Colui che crea un account a nome altrui e' colpevole di sostituzione di persona, anche se inizialmente c' era stato il consenso dell' interessato. Continuare a sua insaputa induce altri in errore circa l' dentita' dell' interlocutore. Il reato si compie anche senza danni economici per gli interessati ( Cassaz. V pen. 7808/2019)
Un uomo, essendo stato "bannato" (cioe' escluso dal partecipare) da una piattaforma informatica, aveva aperto un altro account a nome di una terza persona (un ex socio), offrendosi di aiutarlo negli acquisti online, anche con l' utilizzo della carta di credito altrui.
In un secondo tempo, utilizzando i dati del socio di cui era ormai venuto a conoscenza, aveva creato un account su un sito web di gioco d'azzardo.
Scoperto e denunciato, l' uomo si era difeso sostenendo che il consenso dato inizialmente dal socio avesse scriminato la fattispecie criminosa. Inoltre sottolineava che il socio non avesse subito danno dal suo comportamento.
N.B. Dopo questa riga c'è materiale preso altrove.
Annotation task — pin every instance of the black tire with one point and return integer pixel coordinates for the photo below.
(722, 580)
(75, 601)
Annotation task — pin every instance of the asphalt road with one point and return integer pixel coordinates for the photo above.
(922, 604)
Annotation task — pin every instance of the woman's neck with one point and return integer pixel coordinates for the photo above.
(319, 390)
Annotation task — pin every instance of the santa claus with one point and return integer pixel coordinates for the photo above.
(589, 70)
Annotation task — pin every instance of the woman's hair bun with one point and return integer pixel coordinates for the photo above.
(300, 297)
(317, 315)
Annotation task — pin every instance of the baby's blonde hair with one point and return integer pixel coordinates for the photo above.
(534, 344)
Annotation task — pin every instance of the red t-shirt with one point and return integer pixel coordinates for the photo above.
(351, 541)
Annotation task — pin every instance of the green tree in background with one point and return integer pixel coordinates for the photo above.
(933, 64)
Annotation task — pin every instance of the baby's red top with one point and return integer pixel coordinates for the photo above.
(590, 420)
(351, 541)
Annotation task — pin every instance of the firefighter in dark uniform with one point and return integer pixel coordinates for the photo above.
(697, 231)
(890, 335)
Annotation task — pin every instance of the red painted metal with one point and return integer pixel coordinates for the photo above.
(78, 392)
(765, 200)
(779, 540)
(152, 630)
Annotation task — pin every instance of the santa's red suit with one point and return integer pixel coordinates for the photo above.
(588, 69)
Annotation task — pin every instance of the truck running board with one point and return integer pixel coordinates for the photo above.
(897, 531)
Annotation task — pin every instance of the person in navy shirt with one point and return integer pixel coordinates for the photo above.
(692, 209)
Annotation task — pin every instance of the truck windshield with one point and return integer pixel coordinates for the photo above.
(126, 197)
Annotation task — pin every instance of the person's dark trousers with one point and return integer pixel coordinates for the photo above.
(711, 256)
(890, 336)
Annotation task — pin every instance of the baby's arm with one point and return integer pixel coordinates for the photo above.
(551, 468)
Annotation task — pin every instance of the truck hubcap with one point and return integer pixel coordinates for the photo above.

La Cassazione non e' stata pero' dello stesso avviso, precisando che i fatti erano sanzionabili in base all' art. 494 c.p. che punisce chiunque, al fine di procurare a se' o ad altri un vantaggio, o di recare ad altri un danno, induce taluno in errore, sostituendo illegittimamente la propria all'altrui persona, o attribuendo a se' o ad altri un falso nome, o un falso stato, ovvero una qualita' a cui la legge attribuisce effetti giuridici.
In altre parole non e' necessario che la sostituzione abbia comportato effetti patrimoniali, potendo consistere in una qualsiasi utilita' apprezzabile sotto il profilo giuridico.
Era evidente, secondo la Corte, che una simile condotta avesse indotto in errore, dal momento che coloro che si interfacciavano con quell' account avevano necessariamente ritenuto di avere come interlocutore un soggetto diverso da quello reale, ne' era necessaria la dimostrazione che l'imputato avesse agito al fine di recare danno a terzi, essendo anche sufficiente che abbia operato sostituendosi all'altra persona, ovvero utilizzando il nome di questa, per conseguire un vantaggio.
Non aveva inoltre nessun valore scriminante il consenso iniziale dell'intestatario: non era, in questo caso, contestata l'apertura dell'account, avvenuta con il consenso dell'amico, ma la successiva sostituzione con utilizzo delle altrui generalita' per fini diversi (giocare d' azzardo).
Addirittura, conclude la Corte, nemmeno l'eventuale consenso potrebbe scriminare il reato in quanto questo si perfeziona nel momento in cui il soggetto si sostituisce ad altro o usa false generalita', a nulla potendo rilevare né l'eventuale intesa col titolare o i motivi sottostanti, perche' cio' che la norma intende perseguire e' la creazione di un'apparenza falsa nei rapporti tra le persone, idonea a trarre in inganno, realizzata con la finalità di trarsi un vantaggio o di recarsi danno.